En 2013, Fabienne Kabou avait abandonné, selon ses propres aveux, sa fille de 15 mois sur une plage de Berck-sur-mer, dans le Pas-de-Calais, la laissant se noyer dans la marée montante. Le procès de la mère infanticide, qui risque la perpétuité, s’ouvre ce lundi 20 juin devant la cour d’assises de Saint-Omer.

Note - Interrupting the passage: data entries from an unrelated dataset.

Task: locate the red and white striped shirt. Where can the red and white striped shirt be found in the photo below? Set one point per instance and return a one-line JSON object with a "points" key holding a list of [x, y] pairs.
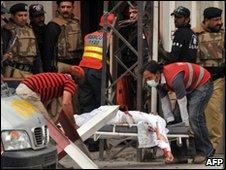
{"points": [[50, 85]]}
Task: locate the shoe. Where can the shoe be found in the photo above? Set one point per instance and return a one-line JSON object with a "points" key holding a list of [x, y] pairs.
{"points": [[199, 159], [170, 124], [190, 132], [178, 161]]}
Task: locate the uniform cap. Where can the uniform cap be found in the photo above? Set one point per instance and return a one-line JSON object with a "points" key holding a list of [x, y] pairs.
{"points": [[110, 19], [18, 7], [212, 12], [36, 9], [77, 70], [181, 12], [3, 8]]}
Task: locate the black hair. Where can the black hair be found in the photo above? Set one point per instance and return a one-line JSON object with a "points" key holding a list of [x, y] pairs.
{"points": [[153, 66]]}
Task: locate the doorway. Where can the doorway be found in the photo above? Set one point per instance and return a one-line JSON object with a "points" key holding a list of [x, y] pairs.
{"points": [[91, 11]]}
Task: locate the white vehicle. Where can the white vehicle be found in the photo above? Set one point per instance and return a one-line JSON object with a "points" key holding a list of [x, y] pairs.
{"points": [[24, 134]]}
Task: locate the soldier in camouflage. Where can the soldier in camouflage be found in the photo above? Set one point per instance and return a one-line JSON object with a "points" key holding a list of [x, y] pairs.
{"points": [[211, 55], [63, 41], [20, 55]]}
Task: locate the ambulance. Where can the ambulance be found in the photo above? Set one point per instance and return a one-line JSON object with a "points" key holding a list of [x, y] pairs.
{"points": [[24, 134]]}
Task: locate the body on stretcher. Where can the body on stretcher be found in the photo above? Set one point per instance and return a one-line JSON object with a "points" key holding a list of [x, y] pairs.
{"points": [[126, 130]]}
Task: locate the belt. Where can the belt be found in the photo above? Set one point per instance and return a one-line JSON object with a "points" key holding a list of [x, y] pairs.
{"points": [[70, 61], [21, 66]]}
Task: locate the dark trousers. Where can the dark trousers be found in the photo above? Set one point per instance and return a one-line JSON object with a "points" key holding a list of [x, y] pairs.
{"points": [[90, 91]]}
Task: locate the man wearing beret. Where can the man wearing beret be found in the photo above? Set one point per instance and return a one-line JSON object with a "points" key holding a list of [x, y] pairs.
{"points": [[19, 45], [211, 55], [63, 42], [37, 21], [185, 42], [184, 49]]}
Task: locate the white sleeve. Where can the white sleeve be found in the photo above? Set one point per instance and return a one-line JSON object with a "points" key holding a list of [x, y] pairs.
{"points": [[167, 109], [183, 110]]}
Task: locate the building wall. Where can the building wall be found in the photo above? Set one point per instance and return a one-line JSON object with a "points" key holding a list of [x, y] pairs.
{"points": [[49, 6], [196, 8]]}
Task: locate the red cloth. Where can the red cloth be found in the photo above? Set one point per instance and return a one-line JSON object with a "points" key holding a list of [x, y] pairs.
{"points": [[50, 85], [171, 70]]}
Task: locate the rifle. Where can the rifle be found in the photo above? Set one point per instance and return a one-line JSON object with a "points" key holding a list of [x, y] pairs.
{"points": [[8, 54]]}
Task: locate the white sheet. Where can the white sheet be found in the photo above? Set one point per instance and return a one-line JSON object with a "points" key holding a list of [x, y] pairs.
{"points": [[145, 138]]}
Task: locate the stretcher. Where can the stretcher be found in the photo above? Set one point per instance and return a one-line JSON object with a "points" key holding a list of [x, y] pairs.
{"points": [[130, 131]]}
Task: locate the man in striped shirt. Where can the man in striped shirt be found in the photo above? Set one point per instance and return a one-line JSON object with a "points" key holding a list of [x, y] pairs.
{"points": [[41, 89]]}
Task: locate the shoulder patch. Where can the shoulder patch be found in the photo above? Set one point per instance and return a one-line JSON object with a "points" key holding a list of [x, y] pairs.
{"points": [[59, 21], [198, 30], [9, 26]]}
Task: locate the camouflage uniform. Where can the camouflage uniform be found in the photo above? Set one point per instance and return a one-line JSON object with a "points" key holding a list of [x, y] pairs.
{"points": [[68, 47], [211, 55], [21, 51]]}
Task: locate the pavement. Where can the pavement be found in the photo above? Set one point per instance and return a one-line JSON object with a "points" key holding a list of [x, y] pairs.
{"points": [[127, 160]]}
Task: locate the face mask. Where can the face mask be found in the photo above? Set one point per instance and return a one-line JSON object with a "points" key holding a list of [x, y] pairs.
{"points": [[152, 83]]}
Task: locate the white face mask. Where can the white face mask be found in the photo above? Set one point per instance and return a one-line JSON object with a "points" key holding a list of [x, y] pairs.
{"points": [[152, 83]]}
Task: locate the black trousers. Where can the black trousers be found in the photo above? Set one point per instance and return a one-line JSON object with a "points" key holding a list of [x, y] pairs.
{"points": [[90, 90]]}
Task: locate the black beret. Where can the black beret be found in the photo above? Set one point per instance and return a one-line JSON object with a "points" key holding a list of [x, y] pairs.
{"points": [[36, 10], [58, 2], [3, 8], [181, 12], [18, 7], [212, 12]]}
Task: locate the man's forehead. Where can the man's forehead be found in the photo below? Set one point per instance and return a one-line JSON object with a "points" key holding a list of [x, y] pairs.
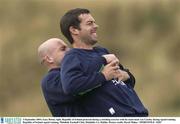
{"points": [[86, 17]]}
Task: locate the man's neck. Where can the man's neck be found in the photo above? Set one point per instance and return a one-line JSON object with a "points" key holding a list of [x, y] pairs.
{"points": [[82, 46], [53, 67]]}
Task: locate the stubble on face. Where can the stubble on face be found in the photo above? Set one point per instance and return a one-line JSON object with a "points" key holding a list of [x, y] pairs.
{"points": [[88, 29]]}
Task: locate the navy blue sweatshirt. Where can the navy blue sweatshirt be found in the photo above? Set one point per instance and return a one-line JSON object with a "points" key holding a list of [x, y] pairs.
{"points": [[81, 76], [59, 103]]}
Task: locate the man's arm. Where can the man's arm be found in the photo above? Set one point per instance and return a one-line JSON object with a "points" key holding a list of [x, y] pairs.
{"points": [[75, 81]]}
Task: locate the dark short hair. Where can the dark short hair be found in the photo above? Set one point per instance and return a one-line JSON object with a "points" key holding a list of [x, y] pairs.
{"points": [[71, 19]]}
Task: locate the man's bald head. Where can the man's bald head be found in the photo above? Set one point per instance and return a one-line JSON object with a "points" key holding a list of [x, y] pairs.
{"points": [[51, 50]]}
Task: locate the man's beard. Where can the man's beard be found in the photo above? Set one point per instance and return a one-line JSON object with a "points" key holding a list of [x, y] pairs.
{"points": [[91, 42]]}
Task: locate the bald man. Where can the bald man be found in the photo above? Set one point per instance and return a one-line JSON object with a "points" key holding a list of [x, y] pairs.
{"points": [[51, 53]]}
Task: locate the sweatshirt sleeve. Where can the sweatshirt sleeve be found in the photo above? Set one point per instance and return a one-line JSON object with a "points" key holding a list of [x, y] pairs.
{"points": [[74, 79], [131, 81]]}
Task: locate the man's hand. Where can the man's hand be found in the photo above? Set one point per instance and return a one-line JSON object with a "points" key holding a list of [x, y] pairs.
{"points": [[122, 75], [110, 70], [110, 57]]}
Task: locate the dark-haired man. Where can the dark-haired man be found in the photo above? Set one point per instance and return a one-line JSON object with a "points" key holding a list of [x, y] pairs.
{"points": [[81, 75]]}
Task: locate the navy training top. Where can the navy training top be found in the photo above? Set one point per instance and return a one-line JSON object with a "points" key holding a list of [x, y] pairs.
{"points": [[81, 76], [59, 103]]}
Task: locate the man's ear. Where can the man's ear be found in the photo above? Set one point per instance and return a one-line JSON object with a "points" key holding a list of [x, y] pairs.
{"points": [[49, 59], [73, 30]]}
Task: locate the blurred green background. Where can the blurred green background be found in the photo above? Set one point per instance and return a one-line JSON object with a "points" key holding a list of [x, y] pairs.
{"points": [[144, 34]]}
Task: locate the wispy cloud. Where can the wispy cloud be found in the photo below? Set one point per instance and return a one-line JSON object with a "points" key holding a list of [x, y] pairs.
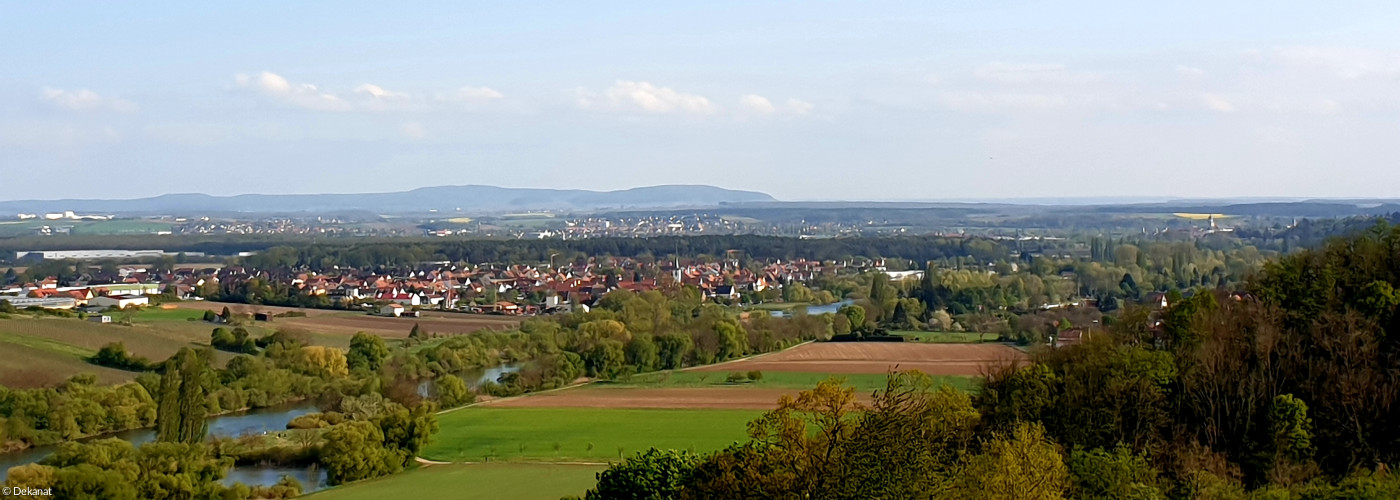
{"points": [[469, 95], [1218, 104], [380, 93], [643, 95], [301, 95], [1343, 62], [1032, 73], [800, 107], [84, 100], [758, 104]]}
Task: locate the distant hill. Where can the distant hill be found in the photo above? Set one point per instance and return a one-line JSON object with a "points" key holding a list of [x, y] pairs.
{"points": [[475, 199]]}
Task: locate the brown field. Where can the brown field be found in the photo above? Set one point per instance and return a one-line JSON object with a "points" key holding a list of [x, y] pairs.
{"points": [[877, 357], [730, 398], [349, 322]]}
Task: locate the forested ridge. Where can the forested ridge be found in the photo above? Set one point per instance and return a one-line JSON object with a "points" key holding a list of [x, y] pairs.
{"points": [[1285, 391]]}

Le 19 novembre 2013, Fabienne Kabou, 39 ans, un temps étudiante en philosophie, prend le train direction le littoral du Pas-de-Calais. Le train de 10h51. Elle a pris soin de consulter les horaires des marées avant de partir. Après deux heures de trajet vers Rang-du-Fliers, depuis la gare du Nord à Paris, la mère monte avec sa fille de 15 mois, Adelaïde, dans un bus pour Berck-sur-mer. Puis elle séjourne au « Littoral », un hôtel avec vue sur la mer, situé à 100 mètres de la plage où elle s’apprête à noyer son enfant.
Jugée à partir de ce lundi 20 juin à Saint-Omer, devant la cour d’assises du Pas-de-Calais, pour « assassinat », avec préméditation – elle n’avait emporté dans son périple ni couches, ni nourriture pour sa fille – Fabienne Kabou, qui n’avait pas non plus jeté les billets de train ni nettoyé le sable sur ses chaussures lorsque les enquêteurs l’ont retrouvée à son domicile, souhaite désormais, selon son avocate Me Fabienne Roy-Nansion, « qu’on lui laisse la parole ».
« J’ai mis fin à ses jours, parce que c’était plus simple comme ça », avait-t-elle rapidement confié lors de son arrestation, ajoutant avoir à la fois choisi le « meilleur accueil » possible pour sa fille – la mer – et la plage de Berck pour la « tonalité désagréable » du nom de cette commune. Elevée dans un milieu catholique aisé, à Dakar, où elle vit jusqu’au baccalauréat, avant de s’installer en France, fille d’un fonctionnaire de l’ONU et d’une employée d’une grande maison d’édition, Fabienne Kabou n’est pas à un paradoxe près.
Celle qui a fait des études brillantes, en architecture d’abord avant de se tourner pour sa thèse vers les travaux du philosophe Ludwig Wittgenstein, un théoricien du langage, accouchera dans le secret un peu plus de dix ans après sa rencontre avec Michel L., un ancien cadre supérieur de trente ans son aîné, reconverti dans la sculpture, avec qui elle partage son quotidien en banlieue parisienne, à Saint-Mandé, dans l’atelier de ce dernier.
C’est là, dans la salle de bain que naît, en 2012, Adélaïde, enfant non désirée, non déclarée aux autorités, qui apprendront sa mort en même temps que sa naissance. « Tout s’est enchaîné parfaitement, tout était huilé », a expliqué Fabienne Kabou, toujours aux enquêteurs au cours de son interrogatoire. Le jour du drame, qui a en réalité commencé un an et demi plus tôt, c’était comme si elle avait « le vent dans le dos », qui « la portait. » « Je n’arrivais pas à dire stop (…), j’étais pratiquement anesthésiée », s’est-elle justifiée.
De ce « vent » qui soufflait fort, Michel L, peu impliqué dans l’éducation de sa fille, n’a rien vu. Il croyait sa compagne partie au Sénégal avec l’enfant qui devait être confié à la famille maternelle. Adélaïde sera retrouvée morte, le 20 novembre 2013, sur la plage par un pêcheur de crevettes. Que savait alors Michel L. des hallucinations dont souffrait Fabienne Kabou, qui consulte à l’époque selon l’AFP des voyants et des guérisseurs ? De cette sorte de « traque » qui la poursuit ? Constitué partie civile, il devra en répondre au procès qui doit se tenir jusqu’à ce vendredi 24 juin.
Pour les experts psychiatres, « si les références culturelles » de l’inculpée et « une histoire individuelle liée à la sorcellerie sénégalaise » a « modifié radicalement » son « rapport au monde », voire « l’altération » de son discernement, elles ne suffisent pas à la dispenser de poursuites judiciaires. Un point sur lequel semble s’accorder l’accusée. Elle est, dit-elle, « indéfendable ». Fabienne Kabou risque la prison à perpétuité.